Data area delineation from lidar points—ArcMap

Available with 3D Analyst license.

The problem
The solution

It is common for lidar or photogrammetric data for a survey to be delivered without a detailed data area boundary. Often, the x and y extents of the survey area are defined by a tile system that covers an area of interest, and the data fills these tiles. The image below depicts lidar data tiles for a project. The extent of these tiles is a gross approximation of the actual study area boundary.

As is often the case, the actual lidar data does not fully cover the extent of tiles that are on the perimeter of the project area. The data is only guaranteed to cover some minimal extent, and there is no explicit or absolute boundary other than what can be inferred, as shown in the image below. This graphic is centered on one such tile.

Either way, the area of coverage is usually not a cleanly filled rectangle.

The problem

If a surface is made without declaring the data area up front (in other words, by including a clip polygon when defining a terrain dataset or TIN), some of what are actually voids around the perimeter are treated as data areas. Analytic results in these areas are unreliable because height estimates are based on samples that can be far away.

The graphic on the left below depicts a dense collection of lidar points shown in green. The gaps in the interior are water bodies (where lidar is typically omitted). The irregularly shaped data boundary is easy to see, but unless an explicit extent is provided in the form of a clip polygon, TIN, LAS dataset-, and terrain dataset-related tools will fill in voids, greatly oversimplifying the actual data extent.
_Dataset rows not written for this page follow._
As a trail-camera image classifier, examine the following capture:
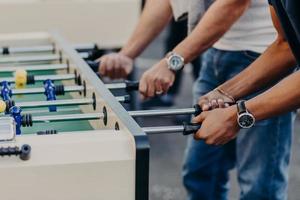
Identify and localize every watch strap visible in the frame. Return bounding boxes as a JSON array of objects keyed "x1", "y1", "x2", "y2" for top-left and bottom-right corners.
[{"x1": 237, "y1": 100, "x2": 247, "y2": 114}]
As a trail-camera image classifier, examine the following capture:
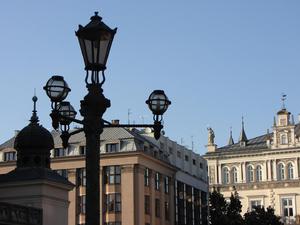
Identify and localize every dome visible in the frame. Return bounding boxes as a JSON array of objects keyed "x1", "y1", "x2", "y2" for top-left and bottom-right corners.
[
  {"x1": 14, "y1": 96, "x2": 54, "y2": 168},
  {"x1": 14, "y1": 123, "x2": 54, "y2": 151},
  {"x1": 277, "y1": 108, "x2": 291, "y2": 115}
]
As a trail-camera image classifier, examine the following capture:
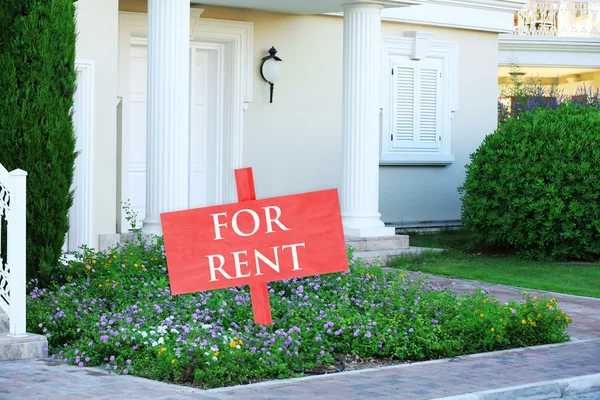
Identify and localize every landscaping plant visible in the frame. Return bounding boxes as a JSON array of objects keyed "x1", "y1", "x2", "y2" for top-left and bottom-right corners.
[
  {"x1": 459, "y1": 101, "x2": 600, "y2": 260},
  {"x1": 27, "y1": 239, "x2": 571, "y2": 388},
  {"x1": 0, "y1": 0, "x2": 76, "y2": 280}
]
You know areas outside the data collection extent should be excluded from the surface. The problem is coming up with the polygon that provides an accurate representation of this extent.

The solution

The solution is to synthesize a data boundary from the points that can be used to enforce a proper interpolation zone in the surface. Below, the left image depicts the lidar points. The middle image displays a polygon synthesized boundary from the points. The right image is a surface made from the lidar points and clip polygon.

The point spacing is the primary variable to use when going after the data area. Surveys usually have explicit minimums on point spacing to provide control for interpolators. Areas that do not meet density requirements are exceptions. They usually fall in one of the following categories: water bodies, obscured areas, and holidays (send the latter back to the data provider for repair). The vast majority of the data will meet sample density specifications. Point spacing is usually reported in metadata. If you do not know the point spacing of the lidar data, see Assessing lidar coverage and sample density to learn how to determine it. Alternatively, display a zoomed-in view of the points using a LAS dataset and approximate the point spacing using the Measure tool in ArcMap. To learn more about point spacing, see Average point spacing.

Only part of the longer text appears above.